AFTER ADJUSTING, IT LOOKS EVEN WORSE. REVENUES FELL BY 2.7 PERCENT — OR $83 BILLION — FROM 2017. CONTRAST THAT WITH THE LAST TIME ECONOMIC GROWTH APPROACHED 3 PERCENT, BACK IN 2015. THE ECONOMY GREW BY 2.9 PERCENT AFTER ADJUSTING FOR INFLATION THAT YEAR — AND TAX REVENUES GREW BY 7 PERCENT…
In the summer of 2017, for example, the budget office projected that the economy would grow by 2 percent in the 2018 fiscal year, and that personal, corporate and payroll taxes would add up to $3.24 trillion. Then the tax cuts passed, growth accelerated and, for the 2018 fiscal year, tax revenues fell $183 billion — or 5.6 percent — short of that projection…
The 2018 results are, oddly enough, what a lot of economists predicted would happen with Mr. Trump’s cuts, including ones who generally favor tax cuts. TOTAL FEDERAL REVENUES IN 2018 CAME IN ROUGHLY WHERE THE TAX FOUNDATION, A WASHINGTON THINK TANK THAT TYPICALLY PROJECTS LARGE GROWTH BOOSTS FROM TAX CUTS, HAD FORECAST — WHICH IS TO SAY, WELL BELOW THE BUDGET OFFICE’S BASELINE.
Just because the new law helped to increase economic growth, said Kyle Pomerleau, an economist with the Tax Foundation, “it doesn’t mean that it is going to pay for itself.” Mr. Pomerleau said additional growth from the law “will continue to be modest over the next couple of years.”
“That will offset some of the initial cost,” he continued, “but it will still be nowhere near enough to make the tax cut self-financing.”
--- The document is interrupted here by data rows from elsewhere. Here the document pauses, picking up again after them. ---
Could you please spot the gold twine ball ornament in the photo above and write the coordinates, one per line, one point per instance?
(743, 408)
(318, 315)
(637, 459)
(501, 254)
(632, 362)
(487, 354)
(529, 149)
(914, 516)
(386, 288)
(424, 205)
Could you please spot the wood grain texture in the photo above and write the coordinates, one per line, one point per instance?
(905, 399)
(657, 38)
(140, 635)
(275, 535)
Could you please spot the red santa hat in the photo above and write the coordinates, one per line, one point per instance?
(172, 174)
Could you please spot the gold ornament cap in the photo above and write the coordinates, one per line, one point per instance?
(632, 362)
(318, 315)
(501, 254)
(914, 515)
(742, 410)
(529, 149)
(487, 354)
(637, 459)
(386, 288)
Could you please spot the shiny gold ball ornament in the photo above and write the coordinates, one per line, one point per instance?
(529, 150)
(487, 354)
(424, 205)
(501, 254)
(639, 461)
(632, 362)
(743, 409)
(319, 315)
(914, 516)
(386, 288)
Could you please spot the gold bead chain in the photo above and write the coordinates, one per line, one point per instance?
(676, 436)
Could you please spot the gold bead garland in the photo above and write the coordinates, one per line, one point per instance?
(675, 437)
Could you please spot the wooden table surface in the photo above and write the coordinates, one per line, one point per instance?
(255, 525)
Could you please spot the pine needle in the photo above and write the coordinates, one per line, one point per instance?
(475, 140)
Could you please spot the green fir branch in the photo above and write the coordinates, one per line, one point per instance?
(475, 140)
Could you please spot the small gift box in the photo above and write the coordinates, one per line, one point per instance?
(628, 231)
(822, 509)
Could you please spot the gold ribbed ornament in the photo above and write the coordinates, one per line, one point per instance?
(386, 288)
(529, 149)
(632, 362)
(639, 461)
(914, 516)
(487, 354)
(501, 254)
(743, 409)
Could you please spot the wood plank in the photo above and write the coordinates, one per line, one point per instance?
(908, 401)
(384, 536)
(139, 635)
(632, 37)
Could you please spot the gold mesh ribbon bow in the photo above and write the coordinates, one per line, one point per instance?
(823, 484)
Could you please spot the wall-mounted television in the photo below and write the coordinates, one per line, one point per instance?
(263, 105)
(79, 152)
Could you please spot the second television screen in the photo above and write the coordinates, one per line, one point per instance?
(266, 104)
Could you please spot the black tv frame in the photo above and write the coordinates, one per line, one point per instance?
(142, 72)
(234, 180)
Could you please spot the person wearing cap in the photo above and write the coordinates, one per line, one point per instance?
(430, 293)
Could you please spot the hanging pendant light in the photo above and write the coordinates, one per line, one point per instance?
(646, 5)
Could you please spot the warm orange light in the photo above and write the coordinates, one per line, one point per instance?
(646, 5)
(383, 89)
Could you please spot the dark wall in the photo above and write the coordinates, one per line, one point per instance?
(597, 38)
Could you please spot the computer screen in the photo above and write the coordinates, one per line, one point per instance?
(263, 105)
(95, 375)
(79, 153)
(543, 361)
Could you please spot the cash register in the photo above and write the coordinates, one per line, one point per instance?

IN DECEMBER 2017, AS REPUBLICANS SPED THE TAX CUTS THROUGH CONGRESS, THE TAX FOUNDATION RELEASED A PROJECTION THAT THE CUTS WOULD ADD ABOUT $450 BILLION TO FEDERAL DEFICITS OVER 10 YEARS, AFTER ACCOUNTING FOR THE ADDITIONAL ECONOMIC GROWTH IT WOULD SPUR. THE GROUP HAS SINCE REDONE THE ANALYSIS, WITH WHAT MR. POMERLEAU CALLED IMPROVEMENTS TO ITS METHODOLOGY. IT NOW PREDICTS DEFICITS WILL INCREASE BY $900 BILLION — DOUBLE ITS ORIGINAL FORECAST.